The next morning, Monday, at eight-thirty, she telephoned her lawyer and told him that Sam Jenkins had bid on the warehouse.
“We’ll work with that. I’ll get as much information as I can about him and what he plans to do with the property. Leave it to me.” What choice did she have?
“I want the information on my father. You said you sent me a letter, but I haven’t received it.”
“I sent it certified mail, so it’ll come back to me if it isn’t delivered. Here’s the deal on your father.”
She wrote down the information and then read it back to him. “I’m leaving here tomorrow morning on the first plane I can get.”
“I don’t give personal advice, Ms. Brighton, but I’ve lived a few years, and I think you should be careful. Try not to give him too big a shock. No telling what shape his heart is in.”
She thanked him, hung up and began searching the internet for flight information and hotel reservations. The next morning found her on Air Canada en route to Montreal.

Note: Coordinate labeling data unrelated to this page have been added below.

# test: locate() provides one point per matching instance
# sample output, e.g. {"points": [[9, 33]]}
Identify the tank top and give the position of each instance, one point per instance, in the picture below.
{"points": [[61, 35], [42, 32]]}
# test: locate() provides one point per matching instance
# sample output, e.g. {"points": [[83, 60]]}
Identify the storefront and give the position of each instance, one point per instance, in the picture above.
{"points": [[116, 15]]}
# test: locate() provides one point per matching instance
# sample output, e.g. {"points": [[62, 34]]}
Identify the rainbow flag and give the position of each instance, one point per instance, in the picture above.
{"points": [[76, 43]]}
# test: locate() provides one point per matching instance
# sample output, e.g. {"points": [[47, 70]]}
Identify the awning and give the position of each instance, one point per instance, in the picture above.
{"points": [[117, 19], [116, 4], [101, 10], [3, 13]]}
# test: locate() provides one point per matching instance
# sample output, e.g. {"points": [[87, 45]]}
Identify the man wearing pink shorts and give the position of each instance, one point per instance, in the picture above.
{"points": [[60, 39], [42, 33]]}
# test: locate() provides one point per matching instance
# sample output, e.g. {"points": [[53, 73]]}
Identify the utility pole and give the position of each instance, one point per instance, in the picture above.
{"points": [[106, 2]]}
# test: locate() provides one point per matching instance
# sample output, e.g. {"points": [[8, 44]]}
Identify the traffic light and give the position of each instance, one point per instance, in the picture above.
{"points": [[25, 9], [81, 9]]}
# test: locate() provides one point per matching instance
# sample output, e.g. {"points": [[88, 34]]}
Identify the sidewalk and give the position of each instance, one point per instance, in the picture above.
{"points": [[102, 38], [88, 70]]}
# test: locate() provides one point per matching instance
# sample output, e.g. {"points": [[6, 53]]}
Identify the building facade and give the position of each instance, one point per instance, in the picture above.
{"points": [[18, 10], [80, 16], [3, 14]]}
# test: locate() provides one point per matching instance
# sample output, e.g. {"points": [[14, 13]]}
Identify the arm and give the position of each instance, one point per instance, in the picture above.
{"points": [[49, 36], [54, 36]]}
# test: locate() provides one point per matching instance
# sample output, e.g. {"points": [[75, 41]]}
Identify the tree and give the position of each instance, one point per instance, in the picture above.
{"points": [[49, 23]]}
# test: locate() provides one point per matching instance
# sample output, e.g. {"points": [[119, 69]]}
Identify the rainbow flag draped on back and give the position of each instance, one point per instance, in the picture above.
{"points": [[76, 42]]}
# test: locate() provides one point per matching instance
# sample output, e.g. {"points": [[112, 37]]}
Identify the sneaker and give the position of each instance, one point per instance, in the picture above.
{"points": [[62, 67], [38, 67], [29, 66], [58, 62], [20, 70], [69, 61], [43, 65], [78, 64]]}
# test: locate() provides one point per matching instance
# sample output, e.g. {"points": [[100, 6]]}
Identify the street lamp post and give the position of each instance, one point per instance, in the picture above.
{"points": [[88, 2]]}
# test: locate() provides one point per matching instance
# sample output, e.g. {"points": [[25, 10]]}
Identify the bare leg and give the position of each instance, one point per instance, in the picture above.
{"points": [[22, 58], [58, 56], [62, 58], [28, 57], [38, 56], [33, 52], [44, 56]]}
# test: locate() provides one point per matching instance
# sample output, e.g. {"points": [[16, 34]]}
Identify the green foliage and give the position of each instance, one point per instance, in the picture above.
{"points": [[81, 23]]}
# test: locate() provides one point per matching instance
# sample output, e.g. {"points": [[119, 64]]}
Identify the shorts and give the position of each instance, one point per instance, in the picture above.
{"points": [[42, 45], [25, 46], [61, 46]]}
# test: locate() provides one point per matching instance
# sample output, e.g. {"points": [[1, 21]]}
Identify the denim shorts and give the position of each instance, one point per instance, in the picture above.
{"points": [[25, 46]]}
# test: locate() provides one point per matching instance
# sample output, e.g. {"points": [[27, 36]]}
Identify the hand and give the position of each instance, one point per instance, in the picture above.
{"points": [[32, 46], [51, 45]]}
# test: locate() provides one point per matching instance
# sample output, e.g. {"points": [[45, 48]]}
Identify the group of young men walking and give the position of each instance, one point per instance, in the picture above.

She didn’t know what she had expected, but it wasn’t the tall but gaunt man with thinning white hair peering at her over a pair of rimless glasses.
“Who is it?” he asked.
“I know you’re not expecting me, Father,” she said in hopes of easing the shock, “I’m—”
“Oh, my God!
Mildred,
” he said, staring at her.
She wondered whether he was ill. Mildred was her mother’s name. She inhaled a deep breath. “Papa, this is your older daughter, Velma. May I come in?”
He flicked on the light and stepped back into the apartment. “For a minute, I thought…” He shook his head as if denying something. “She’s never far from my mind. Always, she’s with me. Yes. Yes. Come on in.”
He waited until she walked into the house, then stepped behind her and closed the door. “I…I can’t imagine… This takes some getting used to. Have a seat. I’ll make some coffee.”
She didn’t want any coffee, but she knew he had to stall, to pull himself together. While waiting for him to bring the coffee, she looked around at what she could see of the house. The foyer was neat and the living room comfortable, though without a particular personality. Functional. The years had not been kind to him. He no longer stood ramrod straight, nor was he robust with a thick chest, and his deeply lined face was that of a man seventy-five rather than sixty-one years of age.